Her comments were a not-so-subtle slam at the volunteer effort the Obama campaign says it will unleash on the state. About 400 college students and retirees from all over the United States are being dispatched as part of what they're calling an unprecedented ground game.
GOP chairman Jim Greer dismissed Obama's plan as "a phantom organizational structure." Still, Obama also has about 20 paid organizers in Florida and has been building staff. He is setting up a Florida headquarters in Ybor City.
The McCain staff will be augmented by paid state party "Victory" workers who will help with races up and down the ballot.

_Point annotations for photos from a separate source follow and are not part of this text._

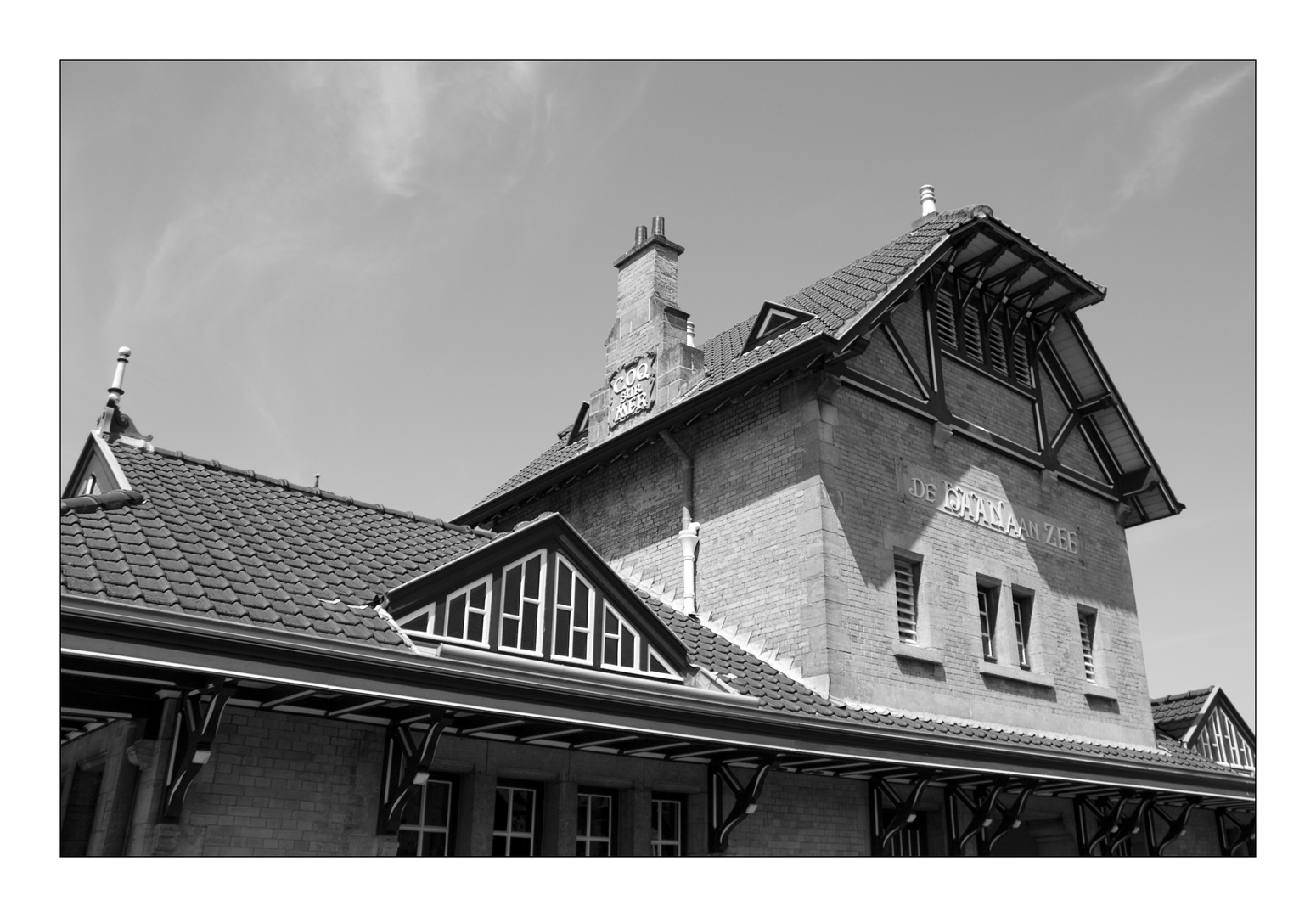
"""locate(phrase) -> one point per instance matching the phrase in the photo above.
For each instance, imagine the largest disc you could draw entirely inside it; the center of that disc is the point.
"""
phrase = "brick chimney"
(650, 356)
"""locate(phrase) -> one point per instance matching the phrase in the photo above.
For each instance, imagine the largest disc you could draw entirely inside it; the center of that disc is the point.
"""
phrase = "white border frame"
(543, 604)
(593, 601)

Heading that effort will be Jim Rimes, a former deputy chief of staff to Gov. Charlie Crist who now is a top official with the Republican Party of Florida. Crist and Sen. Mel Martinez, R-Fla., will co-chair the leadership team, with scores of other elected officials and party activists serving as vice chairs and steering committee members.
The campaign also boasted Friday that it had chairs in each of the state's 67 counties. Hillsborough will be overseen by Greg Truax, Pinellas by Chet Renfro, Pasco by Bill Bunting and Hernando by Tommy Bronson.
Another familiar bay area face is joining the McCain team: Former WTSP-Ch. 10 anchor Mario Diaz is leaving St. Petersburg's CBS affiliate to take a job as a communication director.
Times staff writers Wes Allison and Eric Deggans contributed to this report.